Elftes Kapitel.

[32] Yorick war des Pfarrers Name und – was höchst merkwürdig ist – dieser Name wurde (das zeigt eine alte auf starkem Pergament geschriebene und wohlkonservirte Familienurkunde) seit – beinah hätt' ich gesagt seit 900 Jahren, aber ich will keinen Zweifel an meiner Wahrhaftigkeit erregen, indem ich eine so unwahrscheinliche, obgleich an sich unbestreitbare Thatsache berichte, also bescheide ich mich und sage einfach – dieser Name wurde, ich weiß nicht seit wie lange, genau auf ein und dieselbe Weise geschrieben, was mehr ist, als ich von der guten Hälfte der besten Familiennamen unseres Landes sagen möchte, die im Lauf der Jahre gemeiniglich ebenso viel Veränderungen und Risse bekommen haben, als ihre Eigenthümer. – Entspringt dies aus dem Hochmuth oder der Scham besagter Eigenthümer? – Wahrhaftig, ich denke manchmal, aus dem einen wie aus der andern, je nachdem die Versuchung war. Aber ein jämmerliches Ding bleibt es immer und wird uns Alle miteinander eines Tages in Verwirrung und Unheil stürzen, daß Niemand im Stande ist aufzustehen und zu schwören, »daß sein eigner Urgroßvater der Mann war, der dies oder jenes gethan hat«. –[32]

Diesem Uebelstande war durch die kluge Vorsorge der Yorickschen Familie vorgebeugt worden, sowie auch durch die gewissenhafte Aufbewahrung jener obenerwähnten Urkunde, aus welcher wir weiter erfahren, daß die Familie ursprünglich von dänischer Abkunft und schon frühe unter der Regierung des Hordenwillus, Königs von Dänemark, nach England übergesiedelt war, nachdem, wie es scheint, ein Vorfahr unseres Yorick, von welchem dieser in gerader Linie abstammte, am Hofe besagten Königs ein angesehenes Amt bekleidet hatte. Welcher Art dieses angesehene Amt war, sagt die Urkunde nicht, sie fügt nur hinzu, daß dasselbe seit fast 200 Jahren nicht allein an diesem, sondern an allen Höfen der Christenheit gänzlich aufgehoben sei. –

Es ist mir oft der Gedanke gekommen, daß dieses Amt wohl kein anderes gewesen sein mag, als das eines königlichen Hofnarren, und daß Hamlets Yorick bei Shakespeare, dessen Stücke sich oft auf authentische Begebenheiten gründen, wahrscheinlich derselbe Mann ist.

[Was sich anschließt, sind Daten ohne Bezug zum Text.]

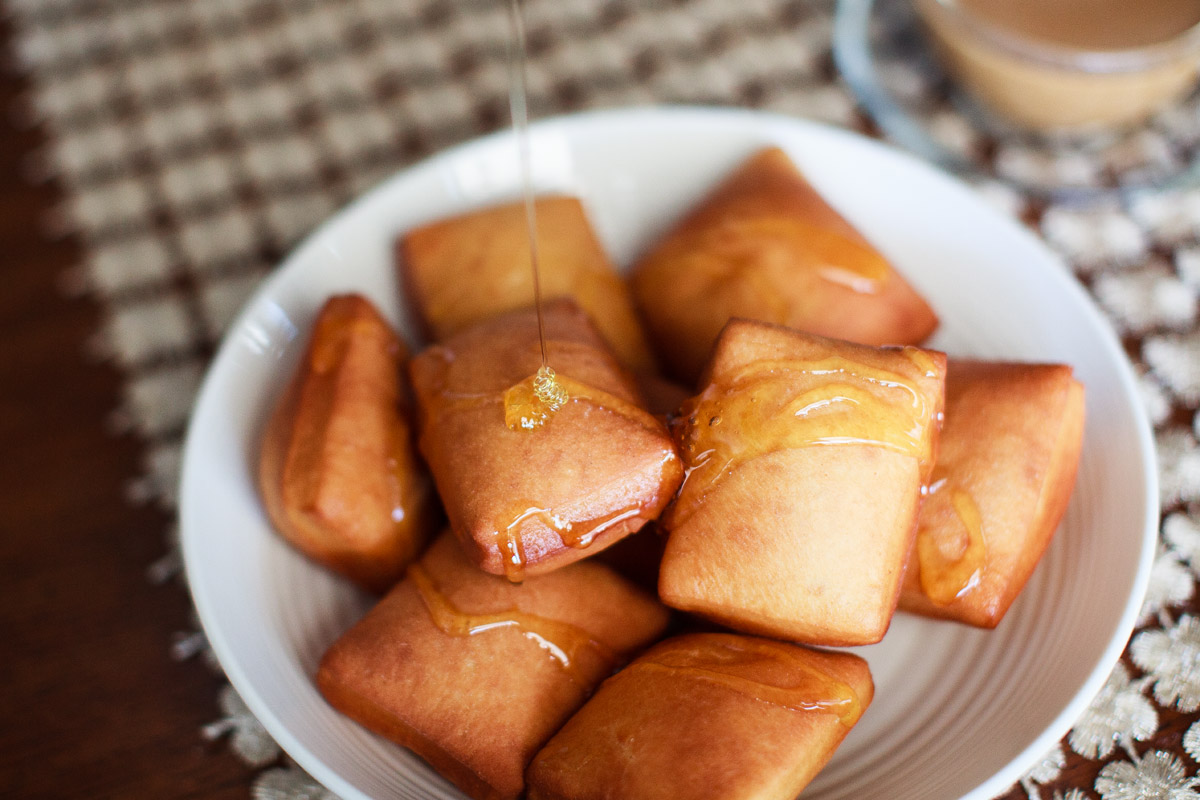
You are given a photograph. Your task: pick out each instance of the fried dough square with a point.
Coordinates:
(1005, 474)
(805, 458)
(528, 489)
(474, 673)
(707, 715)
(471, 268)
(765, 245)
(339, 470)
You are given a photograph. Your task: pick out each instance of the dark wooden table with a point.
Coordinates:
(91, 703)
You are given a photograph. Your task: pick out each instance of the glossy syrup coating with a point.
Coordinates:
(1006, 470)
(474, 673)
(474, 266)
(804, 461)
(707, 715)
(528, 489)
(337, 469)
(765, 245)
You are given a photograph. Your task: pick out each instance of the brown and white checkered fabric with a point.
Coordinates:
(196, 142)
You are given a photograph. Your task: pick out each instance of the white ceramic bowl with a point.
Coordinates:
(958, 713)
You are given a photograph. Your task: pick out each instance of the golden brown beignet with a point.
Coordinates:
(474, 673)
(1005, 473)
(805, 457)
(531, 500)
(474, 266)
(707, 715)
(337, 469)
(765, 245)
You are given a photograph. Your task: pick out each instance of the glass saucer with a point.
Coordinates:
(888, 62)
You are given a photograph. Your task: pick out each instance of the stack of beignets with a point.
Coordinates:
(804, 489)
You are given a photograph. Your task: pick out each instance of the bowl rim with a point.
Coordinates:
(1097, 61)
(313, 764)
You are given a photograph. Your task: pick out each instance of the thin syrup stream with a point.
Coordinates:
(547, 390)
(519, 108)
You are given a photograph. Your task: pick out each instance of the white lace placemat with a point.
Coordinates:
(196, 142)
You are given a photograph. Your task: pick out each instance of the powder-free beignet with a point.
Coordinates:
(805, 457)
(339, 471)
(765, 245)
(1005, 473)
(474, 673)
(471, 268)
(525, 501)
(708, 715)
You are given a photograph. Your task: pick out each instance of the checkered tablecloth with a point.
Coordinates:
(195, 142)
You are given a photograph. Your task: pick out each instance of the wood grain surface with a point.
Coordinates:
(91, 703)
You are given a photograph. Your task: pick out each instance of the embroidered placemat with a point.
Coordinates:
(197, 142)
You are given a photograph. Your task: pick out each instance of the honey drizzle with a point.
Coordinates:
(816, 691)
(838, 402)
(565, 643)
(551, 394)
(942, 578)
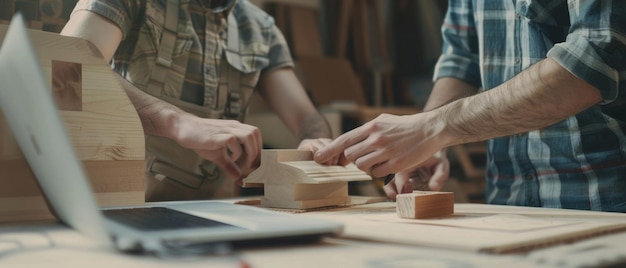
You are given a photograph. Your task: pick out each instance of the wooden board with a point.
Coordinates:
(292, 179)
(103, 125)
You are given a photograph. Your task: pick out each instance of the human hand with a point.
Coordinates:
(315, 145)
(233, 146)
(387, 144)
(432, 175)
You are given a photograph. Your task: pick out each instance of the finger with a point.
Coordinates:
(439, 178)
(402, 183)
(251, 145)
(390, 190)
(234, 149)
(224, 162)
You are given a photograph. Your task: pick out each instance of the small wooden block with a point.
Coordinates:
(424, 204)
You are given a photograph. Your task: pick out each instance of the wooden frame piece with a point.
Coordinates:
(292, 179)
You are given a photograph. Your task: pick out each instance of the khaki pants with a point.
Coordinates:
(186, 177)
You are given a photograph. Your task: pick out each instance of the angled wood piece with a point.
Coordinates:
(425, 204)
(102, 123)
(292, 179)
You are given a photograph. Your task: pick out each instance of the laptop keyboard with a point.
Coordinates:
(158, 219)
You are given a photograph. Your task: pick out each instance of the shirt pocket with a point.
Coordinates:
(551, 18)
(250, 56)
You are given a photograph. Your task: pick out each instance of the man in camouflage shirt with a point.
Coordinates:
(190, 67)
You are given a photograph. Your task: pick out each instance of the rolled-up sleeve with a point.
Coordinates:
(595, 48)
(459, 56)
(122, 13)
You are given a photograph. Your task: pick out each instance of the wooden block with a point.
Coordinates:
(425, 204)
(292, 179)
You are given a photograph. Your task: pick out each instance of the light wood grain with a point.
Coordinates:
(292, 179)
(105, 131)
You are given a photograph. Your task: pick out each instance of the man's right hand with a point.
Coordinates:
(430, 176)
(233, 146)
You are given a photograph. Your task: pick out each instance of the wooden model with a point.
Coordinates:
(102, 123)
(425, 204)
(292, 179)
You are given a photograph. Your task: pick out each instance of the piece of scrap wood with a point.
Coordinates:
(424, 204)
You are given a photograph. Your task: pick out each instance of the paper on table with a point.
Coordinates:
(498, 222)
(379, 222)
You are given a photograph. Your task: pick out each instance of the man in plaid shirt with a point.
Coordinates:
(544, 81)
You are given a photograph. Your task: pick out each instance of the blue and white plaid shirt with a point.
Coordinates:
(578, 163)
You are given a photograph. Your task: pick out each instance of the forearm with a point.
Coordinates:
(157, 116)
(314, 126)
(446, 90)
(542, 95)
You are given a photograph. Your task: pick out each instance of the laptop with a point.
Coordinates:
(164, 227)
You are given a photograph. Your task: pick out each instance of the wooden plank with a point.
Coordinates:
(291, 179)
(103, 126)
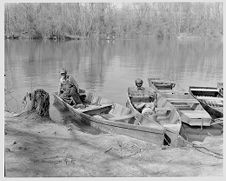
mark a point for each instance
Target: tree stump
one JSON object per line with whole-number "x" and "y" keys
{"x": 37, "y": 101}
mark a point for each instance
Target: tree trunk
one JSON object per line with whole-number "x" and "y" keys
{"x": 37, "y": 101}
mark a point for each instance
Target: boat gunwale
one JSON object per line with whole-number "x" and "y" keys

In Saxo Grammaticus' dänischer Geschichte deshalb nachzusehen, fehlt mir die Zeit, aber wenn Sie Muße haben und das Buch erhalten können, bitte ich Sie, dies selbst zu thun.

Bei meiner Reise in Dänemark – es war im Jahre 1741: ich begleitete damals Mr. Noddy's ältesten Sohn als Erzieher und galoppirte mit ihm in rasender Geschwindigkeit durch den größten Theil von Europa, von welcher originellen Reise im Verlauf dieses Werkes ein höchst anmuthiger Bericht gegeben werden soll – bei meiner Reise in Dänemark also hatte ich gerade Zeit genug, mich von der Richtigkeit einer Bemerkung zu überzeugen, die ein Mann, welcher lange in jenem Lande lebte, gemacht hat, – »daß nämlich die Natur hinsichtlich ihrer Gaben von Genie und Fähigkeiten an die Bewohner desselben weder verschwenderisch noch übermäßig karg sei, sondern wie eine verständige Mutter sich gegen alle mit Maße gütig bewiese und in der Vertheilung ihrer Gunstbezeigungen so gleichmäßig verfahre, daß sie durchschnittlich Jeden ohngefähr auf denselben Platz stelle, weshalb man in diesem Reiche nur selten außergewöhnlichen Geistesgaben, aber dafür in allen Ständen einem[33] guten Theile gesunden Menschenverstandes begegne, an welchem letztern es keinem fehle« – was, meiner Meinung nach, ganz richtig geurtheilt ist.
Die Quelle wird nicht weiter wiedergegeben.